Assume we have a rigid body with mass m and a coordinate frame located at the body’s center of mass. If {\bf v} and \boldsymbol{\omega} give the translational and rotational velocity of the coordinate frame, then the body’s linear and angular momentum {\bf p} and {\bf L} are given by

{\bf p}=m{\bf v}\quad\text{and}\quad{\bf L}={\bf J}\boldsymbol{\omega}, (A.30)

where {\bf J} is the 3\times 3 rotational inertia with respect to the center of mass.
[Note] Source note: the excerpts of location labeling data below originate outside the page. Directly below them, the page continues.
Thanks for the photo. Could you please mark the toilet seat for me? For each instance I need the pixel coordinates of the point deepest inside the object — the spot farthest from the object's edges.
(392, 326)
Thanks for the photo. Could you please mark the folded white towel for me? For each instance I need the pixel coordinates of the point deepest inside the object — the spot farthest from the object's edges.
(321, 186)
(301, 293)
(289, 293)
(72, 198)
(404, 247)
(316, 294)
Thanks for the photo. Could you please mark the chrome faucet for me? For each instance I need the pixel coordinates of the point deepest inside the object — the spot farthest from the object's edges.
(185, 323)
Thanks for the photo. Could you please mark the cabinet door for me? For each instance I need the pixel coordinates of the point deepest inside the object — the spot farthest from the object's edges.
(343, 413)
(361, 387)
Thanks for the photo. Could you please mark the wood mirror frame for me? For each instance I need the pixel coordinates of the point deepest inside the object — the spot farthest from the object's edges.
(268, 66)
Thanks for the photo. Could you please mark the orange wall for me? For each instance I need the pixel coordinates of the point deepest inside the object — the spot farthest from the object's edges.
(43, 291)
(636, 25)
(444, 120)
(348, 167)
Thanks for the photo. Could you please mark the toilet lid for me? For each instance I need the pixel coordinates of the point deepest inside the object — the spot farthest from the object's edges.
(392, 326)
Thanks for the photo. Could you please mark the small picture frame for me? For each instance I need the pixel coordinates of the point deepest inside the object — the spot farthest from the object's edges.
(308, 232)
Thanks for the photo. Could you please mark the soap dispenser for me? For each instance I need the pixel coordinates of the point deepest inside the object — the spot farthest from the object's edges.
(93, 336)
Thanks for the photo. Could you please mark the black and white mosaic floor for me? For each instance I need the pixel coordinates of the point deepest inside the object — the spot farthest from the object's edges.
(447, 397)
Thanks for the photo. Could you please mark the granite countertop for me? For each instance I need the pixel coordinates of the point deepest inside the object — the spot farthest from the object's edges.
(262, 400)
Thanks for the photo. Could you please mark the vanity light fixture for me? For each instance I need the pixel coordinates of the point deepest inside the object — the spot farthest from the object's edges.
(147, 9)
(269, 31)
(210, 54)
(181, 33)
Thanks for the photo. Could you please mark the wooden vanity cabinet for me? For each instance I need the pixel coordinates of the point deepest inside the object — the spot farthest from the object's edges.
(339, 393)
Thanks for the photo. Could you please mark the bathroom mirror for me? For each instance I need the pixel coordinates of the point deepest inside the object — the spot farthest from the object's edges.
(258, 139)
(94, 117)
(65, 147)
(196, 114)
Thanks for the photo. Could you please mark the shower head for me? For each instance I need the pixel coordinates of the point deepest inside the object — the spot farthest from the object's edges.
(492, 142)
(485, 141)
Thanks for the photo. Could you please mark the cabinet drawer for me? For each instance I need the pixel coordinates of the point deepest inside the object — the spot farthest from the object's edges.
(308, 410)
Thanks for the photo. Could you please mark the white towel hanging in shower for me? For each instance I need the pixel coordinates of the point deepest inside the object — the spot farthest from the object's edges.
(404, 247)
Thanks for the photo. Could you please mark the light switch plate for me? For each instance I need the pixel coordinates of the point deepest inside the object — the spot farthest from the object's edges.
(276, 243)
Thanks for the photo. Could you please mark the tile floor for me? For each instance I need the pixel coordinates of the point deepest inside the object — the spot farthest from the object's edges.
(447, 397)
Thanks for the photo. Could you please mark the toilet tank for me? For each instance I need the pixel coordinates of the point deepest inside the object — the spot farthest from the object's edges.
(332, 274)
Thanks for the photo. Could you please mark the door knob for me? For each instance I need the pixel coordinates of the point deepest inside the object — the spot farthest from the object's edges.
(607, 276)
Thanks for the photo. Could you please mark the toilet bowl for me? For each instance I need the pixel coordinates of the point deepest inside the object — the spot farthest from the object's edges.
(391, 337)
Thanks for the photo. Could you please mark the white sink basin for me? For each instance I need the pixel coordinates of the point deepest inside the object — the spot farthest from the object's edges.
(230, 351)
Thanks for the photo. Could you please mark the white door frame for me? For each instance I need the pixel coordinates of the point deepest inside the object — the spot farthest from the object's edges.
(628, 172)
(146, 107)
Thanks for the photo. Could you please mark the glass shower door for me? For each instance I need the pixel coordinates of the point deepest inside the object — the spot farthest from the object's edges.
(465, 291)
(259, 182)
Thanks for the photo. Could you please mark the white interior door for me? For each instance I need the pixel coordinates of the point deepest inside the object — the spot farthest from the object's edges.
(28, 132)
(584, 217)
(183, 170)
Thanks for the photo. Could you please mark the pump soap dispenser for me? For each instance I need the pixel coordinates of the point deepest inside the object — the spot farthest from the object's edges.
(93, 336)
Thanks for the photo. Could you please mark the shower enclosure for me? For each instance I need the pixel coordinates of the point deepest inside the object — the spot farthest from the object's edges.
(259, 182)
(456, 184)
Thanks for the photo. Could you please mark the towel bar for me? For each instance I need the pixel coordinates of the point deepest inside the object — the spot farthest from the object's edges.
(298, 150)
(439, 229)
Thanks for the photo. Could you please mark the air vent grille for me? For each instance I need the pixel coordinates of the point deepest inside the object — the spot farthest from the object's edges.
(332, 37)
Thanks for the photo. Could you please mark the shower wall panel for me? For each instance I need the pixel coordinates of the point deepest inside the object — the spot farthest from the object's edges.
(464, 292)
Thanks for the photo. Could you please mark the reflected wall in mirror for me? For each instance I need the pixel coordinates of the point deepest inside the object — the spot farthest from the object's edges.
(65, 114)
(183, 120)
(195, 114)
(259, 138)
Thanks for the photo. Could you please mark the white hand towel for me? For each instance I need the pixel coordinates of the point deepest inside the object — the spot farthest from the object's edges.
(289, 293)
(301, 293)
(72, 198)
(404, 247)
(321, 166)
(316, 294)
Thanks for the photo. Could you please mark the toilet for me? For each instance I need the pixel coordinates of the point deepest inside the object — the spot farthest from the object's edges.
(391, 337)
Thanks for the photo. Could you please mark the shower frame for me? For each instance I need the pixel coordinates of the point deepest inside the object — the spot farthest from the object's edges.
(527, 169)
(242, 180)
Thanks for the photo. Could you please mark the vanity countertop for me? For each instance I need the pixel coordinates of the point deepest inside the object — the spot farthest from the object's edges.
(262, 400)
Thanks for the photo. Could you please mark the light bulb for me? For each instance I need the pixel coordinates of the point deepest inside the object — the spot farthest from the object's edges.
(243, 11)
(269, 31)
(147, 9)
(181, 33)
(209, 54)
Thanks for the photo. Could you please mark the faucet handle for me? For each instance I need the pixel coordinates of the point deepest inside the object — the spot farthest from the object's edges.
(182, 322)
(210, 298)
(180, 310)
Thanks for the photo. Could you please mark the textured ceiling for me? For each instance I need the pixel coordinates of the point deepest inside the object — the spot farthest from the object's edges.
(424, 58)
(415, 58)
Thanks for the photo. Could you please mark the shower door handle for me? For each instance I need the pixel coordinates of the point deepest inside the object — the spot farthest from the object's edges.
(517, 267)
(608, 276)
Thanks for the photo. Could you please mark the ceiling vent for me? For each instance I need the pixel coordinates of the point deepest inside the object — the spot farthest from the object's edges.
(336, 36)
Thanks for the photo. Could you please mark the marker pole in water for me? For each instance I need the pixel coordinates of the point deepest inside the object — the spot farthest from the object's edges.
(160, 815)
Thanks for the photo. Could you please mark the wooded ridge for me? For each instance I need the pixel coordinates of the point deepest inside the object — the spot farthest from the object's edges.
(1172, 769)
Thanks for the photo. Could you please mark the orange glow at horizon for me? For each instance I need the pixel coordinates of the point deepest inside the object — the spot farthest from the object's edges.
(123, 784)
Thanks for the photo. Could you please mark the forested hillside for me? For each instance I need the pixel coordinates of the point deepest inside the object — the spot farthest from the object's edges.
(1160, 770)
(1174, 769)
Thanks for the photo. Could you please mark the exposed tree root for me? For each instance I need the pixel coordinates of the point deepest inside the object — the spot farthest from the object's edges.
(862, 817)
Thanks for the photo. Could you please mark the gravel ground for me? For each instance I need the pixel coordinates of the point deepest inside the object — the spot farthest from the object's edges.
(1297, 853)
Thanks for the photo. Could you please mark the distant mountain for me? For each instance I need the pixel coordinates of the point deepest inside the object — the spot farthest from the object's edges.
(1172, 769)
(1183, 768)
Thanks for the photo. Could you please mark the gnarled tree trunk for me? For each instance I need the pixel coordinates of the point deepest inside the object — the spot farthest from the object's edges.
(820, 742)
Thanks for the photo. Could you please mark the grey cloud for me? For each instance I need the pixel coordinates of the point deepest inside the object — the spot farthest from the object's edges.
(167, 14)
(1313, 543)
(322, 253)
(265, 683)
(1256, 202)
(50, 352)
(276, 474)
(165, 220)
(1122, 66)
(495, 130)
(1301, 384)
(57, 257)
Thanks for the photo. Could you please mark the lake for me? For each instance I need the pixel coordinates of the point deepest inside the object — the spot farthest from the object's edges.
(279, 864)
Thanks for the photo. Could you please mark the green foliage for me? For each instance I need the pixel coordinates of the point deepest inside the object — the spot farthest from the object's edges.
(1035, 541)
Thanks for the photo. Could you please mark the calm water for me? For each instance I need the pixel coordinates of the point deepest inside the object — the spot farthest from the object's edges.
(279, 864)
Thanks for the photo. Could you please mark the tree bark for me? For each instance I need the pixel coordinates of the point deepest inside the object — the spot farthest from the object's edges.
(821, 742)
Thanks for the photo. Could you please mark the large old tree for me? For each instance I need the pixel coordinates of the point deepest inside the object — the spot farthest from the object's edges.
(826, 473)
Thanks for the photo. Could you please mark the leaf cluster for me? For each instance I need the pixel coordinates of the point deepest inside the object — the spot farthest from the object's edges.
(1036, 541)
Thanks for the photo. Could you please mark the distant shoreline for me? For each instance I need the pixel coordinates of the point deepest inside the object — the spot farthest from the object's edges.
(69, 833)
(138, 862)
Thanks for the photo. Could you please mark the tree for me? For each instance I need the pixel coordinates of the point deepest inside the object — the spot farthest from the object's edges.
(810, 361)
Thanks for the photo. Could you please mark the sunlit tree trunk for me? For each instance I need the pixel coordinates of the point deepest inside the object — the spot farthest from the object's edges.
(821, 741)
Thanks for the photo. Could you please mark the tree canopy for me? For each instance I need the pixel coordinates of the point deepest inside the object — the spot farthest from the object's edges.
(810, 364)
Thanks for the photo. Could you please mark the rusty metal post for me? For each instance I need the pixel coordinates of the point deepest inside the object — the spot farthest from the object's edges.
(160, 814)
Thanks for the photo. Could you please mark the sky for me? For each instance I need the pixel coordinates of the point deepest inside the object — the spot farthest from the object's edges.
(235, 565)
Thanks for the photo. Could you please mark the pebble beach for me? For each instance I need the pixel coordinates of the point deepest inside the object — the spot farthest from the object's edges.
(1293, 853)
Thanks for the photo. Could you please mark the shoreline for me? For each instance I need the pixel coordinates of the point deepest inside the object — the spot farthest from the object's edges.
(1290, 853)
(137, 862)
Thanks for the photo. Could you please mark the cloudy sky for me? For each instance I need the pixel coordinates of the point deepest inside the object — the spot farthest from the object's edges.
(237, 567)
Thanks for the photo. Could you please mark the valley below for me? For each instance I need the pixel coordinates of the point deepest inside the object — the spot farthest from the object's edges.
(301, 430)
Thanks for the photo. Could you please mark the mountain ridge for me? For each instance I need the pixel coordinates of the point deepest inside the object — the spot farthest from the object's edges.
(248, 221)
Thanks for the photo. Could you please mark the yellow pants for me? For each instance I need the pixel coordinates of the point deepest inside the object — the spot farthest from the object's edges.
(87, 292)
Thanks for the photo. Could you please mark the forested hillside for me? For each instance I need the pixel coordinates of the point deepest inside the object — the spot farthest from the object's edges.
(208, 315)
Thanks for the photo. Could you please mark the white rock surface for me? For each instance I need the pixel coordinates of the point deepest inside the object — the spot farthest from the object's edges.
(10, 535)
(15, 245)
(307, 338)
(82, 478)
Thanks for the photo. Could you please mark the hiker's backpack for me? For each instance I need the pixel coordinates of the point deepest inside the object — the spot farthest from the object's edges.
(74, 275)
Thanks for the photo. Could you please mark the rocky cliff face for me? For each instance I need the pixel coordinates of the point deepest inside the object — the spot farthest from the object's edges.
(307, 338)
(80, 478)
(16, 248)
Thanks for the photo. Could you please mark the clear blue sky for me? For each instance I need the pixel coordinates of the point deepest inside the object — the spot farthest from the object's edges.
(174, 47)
These relationships can be combined into a single equation

\hat{\bf p}={\bf M}\hat{\bf v}, (A.31)

where \hat{\bf p} is the spatial momentum and {\bf M} is a 6\times 6 matrix representing the spatial inertia:

\hat{\bf p}\equiv\left(\begin{matrix}{\bf p}\\
{\bf L}\end{matrix}\right),\qquad{\bf M}\equiv\left(\begin{matrix}m{\bf I}&0\\
0&{\bf J}\end{matrix}\right). (A.32)

The spatial momentum satisfies Newton’s second law, so that

\hat{\bf f}=\frac{d\hat{\bf p}}{dt}={\bf M}\frac{d\hat{\bf v}}{dt}+\dot{\bf M}%
\hat{\bf v}, (A.33)

which can be used to find the acceleration of a body in response to a spatial force.

When the body coordinate frame is not located at the center of mass, then the spatial inertia assumes the more complicated form

\left(\begin{matrix}m{\bf I}&-m[{\bf c}]\\
m[{\bf c}]&{\bf J}-m[{\bf c}][{\bf c}]\end{matrix}\right), (A.34)

where {\bf c} is the center of mass and [{\bf c}] is defined by (A.22).

Like the rotational inertia, the spatial inertia is always symmetric positive definite if m>0.